I really, really wish I knew how this applied to me, shit I wanted to avoid badgering the guy who gave it to me but also want to impress him with how far I can take the thing over the years, knowing that spring *isn't* my styling-window, & hearing what you're saying, it makes me wonder if I'm not in-the-middle of my styling window, if that's the case then - after another couple weeks of continued-growth (am taking pics & verifying continued growth as I'm wary of how slow-to-show distress the species is!) it may be time to get those wires back on it and perhaps even prune, I strongly-suspect that I'm going to be aiming for smaller, tighter 'pads' than its previous owner was setting-up (although, maybe with this species, that *is* the way towards that end... I'd still assume that I should be pruning-back to pairs on a lot of the branches and since you ask in your next post here's the canopy / whole tree (pics taken just-now :) )

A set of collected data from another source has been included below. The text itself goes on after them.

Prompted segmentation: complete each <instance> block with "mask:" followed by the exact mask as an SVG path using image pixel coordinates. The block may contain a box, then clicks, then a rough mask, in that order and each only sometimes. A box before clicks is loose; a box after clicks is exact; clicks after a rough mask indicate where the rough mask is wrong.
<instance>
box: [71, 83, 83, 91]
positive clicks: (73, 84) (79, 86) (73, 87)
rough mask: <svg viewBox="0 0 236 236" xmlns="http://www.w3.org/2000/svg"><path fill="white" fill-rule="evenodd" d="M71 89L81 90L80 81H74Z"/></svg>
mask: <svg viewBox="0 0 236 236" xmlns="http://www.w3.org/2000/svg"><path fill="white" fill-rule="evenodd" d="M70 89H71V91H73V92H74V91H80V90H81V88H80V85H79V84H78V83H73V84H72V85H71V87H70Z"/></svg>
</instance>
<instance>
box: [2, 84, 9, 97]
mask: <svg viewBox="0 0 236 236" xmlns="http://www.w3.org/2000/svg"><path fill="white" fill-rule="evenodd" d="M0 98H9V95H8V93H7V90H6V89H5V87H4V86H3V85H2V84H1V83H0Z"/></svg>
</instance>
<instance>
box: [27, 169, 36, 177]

[Note: apologies that the pics aren't that-great a show of the thing's lines I tried to do multiple angles to show it, that trunk goes upward at a 45deg angle and then splits-to-2 limbs that are immediately bent backwards (up&over back-to-the-base), this was more exaggerated when it was wired of course and is the general form it'll always take / final-form for this specimen, however am unsure (again!) if I'm better-off doing harder prunes or more 'silhouette prunes' at this guy's stage-of-development, I'm having a tough time comparing its progress to the broadleafs I'm so familiar with!
20190916_121528.jpg 20190916_121548.jpg 20190916_121553.jpg 20190916_121607.jpg
 

SU2

Omono
Messages
1,322
Reaction score
379
Location
FL (Tampa area / Gulf-Coast)
USDA Zone
9b
One thing I can't get out-of-mind is the idea of very heavy forced-bends at the *bases* of those two primaries (the two limbs that the trunking splits-into, where it goes from trunk to canopy), they're the start of the up&over arching of the canopy but they follow the trunk-line (ie away-from the base of the trunk) for too-far IMO, it's only somewhat-along those primaries that they begin their arch backwards, it's here - right at their bases, right where it's most-dangerous/risky- that I think the most can be gained from some strong/aggressive bending (hopefully notching won't be required, am picturing just tight raffia & guy-wiring, would do 1 of the 2 primaries at-a-time for this as to avoid killing it of course since I've never done anything aggressive on a Juniper, but for now I couldn't even guess WHEN the time to do that would be, kinda sounds like it could be now but I can't do something I'm unsure of on this specimen!)